One male animal from the low dose group was found dead on Day 12, due to uncorrect dosing. Lethargy was observed in 1/10 and 6/15 male animals of the mid- and high-dose groups, respectively, and in 3/15 high-dose females. Salivation was also noted in 4/15 high-dose males of Group 4 (500 mg/kg bw/day). These signs were not observed during the recovery period. No changes of note were found at the weekly clinical examination which included an evaluation of neurotoxicity during treatment and recovery periods. No differences between treated and control groups were evident during the functional tests and at the motor activity measurements at the end of the treatment and recovery periods. Body weights and food consumption were not affected by treatment. No significant findings were detected at the ophthalmoscopic examinations at the end of the study. No changes of toxicological relevance were observed in haematological parameters. Fluctuations in some biochemical parameters were recorded in treated animals; however due to the slight severity and/or absence of a dose-response relationship, they were not considered to be of toxicological significance. Very slight reductions in terminal male body weight (significant in mid-dose males) were observed when compared to controls.

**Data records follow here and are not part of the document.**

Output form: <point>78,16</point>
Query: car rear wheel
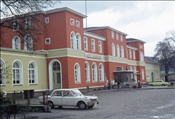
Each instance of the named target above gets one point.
<point>60,107</point>
<point>50,104</point>
<point>90,106</point>
<point>81,105</point>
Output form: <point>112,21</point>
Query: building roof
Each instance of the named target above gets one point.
<point>104,27</point>
<point>65,9</point>
<point>151,60</point>
<point>128,40</point>
<point>45,12</point>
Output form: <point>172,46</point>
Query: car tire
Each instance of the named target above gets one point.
<point>81,105</point>
<point>50,104</point>
<point>90,106</point>
<point>60,107</point>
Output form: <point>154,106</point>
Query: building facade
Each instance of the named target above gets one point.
<point>69,56</point>
<point>152,69</point>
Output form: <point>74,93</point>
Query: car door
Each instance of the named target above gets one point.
<point>67,98</point>
<point>57,97</point>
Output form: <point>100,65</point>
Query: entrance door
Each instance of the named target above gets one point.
<point>56,76</point>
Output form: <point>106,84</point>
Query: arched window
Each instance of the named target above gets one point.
<point>122,51</point>
<point>78,41</point>
<point>94,72</point>
<point>101,72</point>
<point>28,43</point>
<point>2,72</point>
<point>87,72</point>
<point>16,43</point>
<point>17,73</point>
<point>118,50</point>
<point>113,49</point>
<point>72,40</point>
<point>32,70</point>
<point>77,73</point>
<point>143,75</point>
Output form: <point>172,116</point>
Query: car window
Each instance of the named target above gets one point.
<point>67,93</point>
<point>57,93</point>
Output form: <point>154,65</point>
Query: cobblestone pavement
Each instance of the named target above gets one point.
<point>120,104</point>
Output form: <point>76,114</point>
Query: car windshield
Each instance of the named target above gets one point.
<point>76,92</point>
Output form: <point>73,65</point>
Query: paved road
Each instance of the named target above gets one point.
<point>123,104</point>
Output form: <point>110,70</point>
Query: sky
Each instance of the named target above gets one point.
<point>149,21</point>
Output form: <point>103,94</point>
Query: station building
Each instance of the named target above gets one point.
<point>69,55</point>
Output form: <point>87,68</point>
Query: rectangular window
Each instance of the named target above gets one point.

No changes of toxicological relevance were observed on organ weights. Gross and microscopic pathology did not reveal any effects of treatment.

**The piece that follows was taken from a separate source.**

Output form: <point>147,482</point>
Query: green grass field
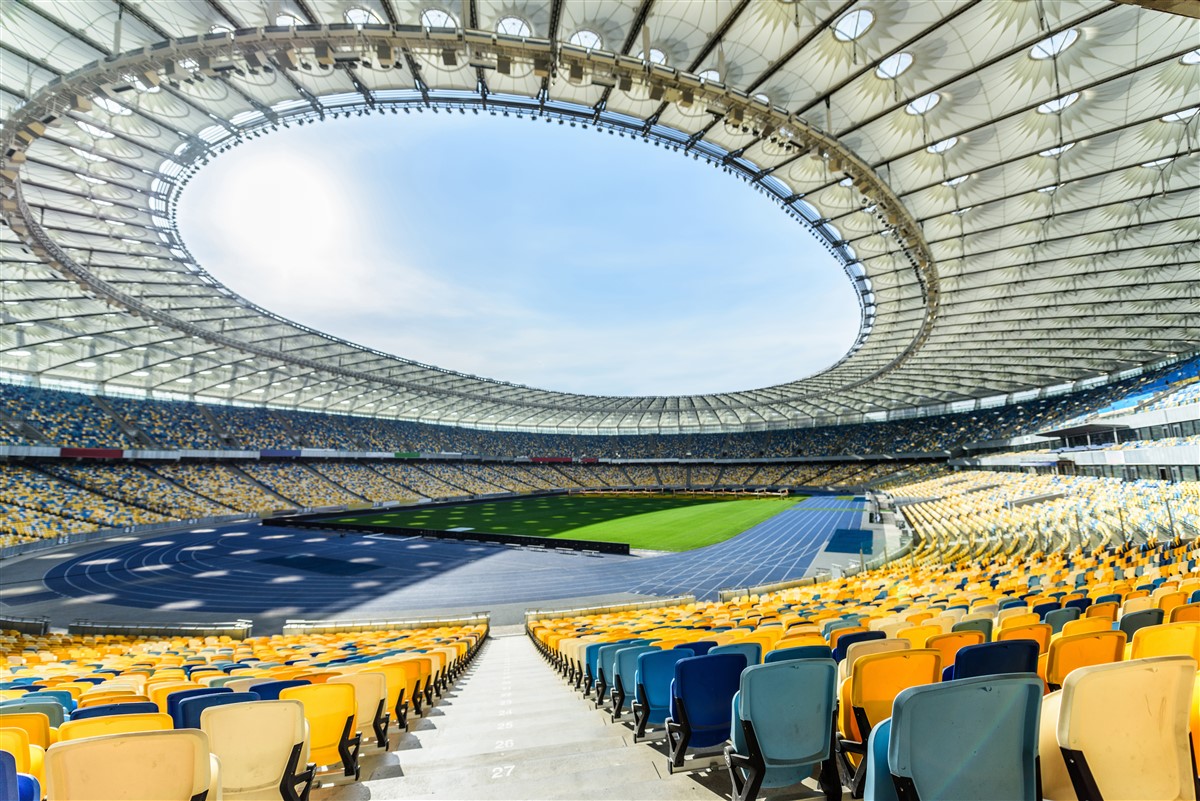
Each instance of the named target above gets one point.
<point>649,522</point>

The effects of CAPA 2043 in this study were therefore limited to clinical signs (lethargy, salivation and occasional ataxia) in rats at the highest dose levels of 500 mg/kg bw/day. Due to the transient nature and mild severity, these signs were not considered to be adverse. A NOAEL of 500 mg/kg bw/day is therefore determined for this study; a NOEL of 100 mg/kg bw/day is determined.

 

This subchronic toxicity study in the rat is acceptable and satisfies the guideline requirement for a subchronic oral study (OECD 408) in rats.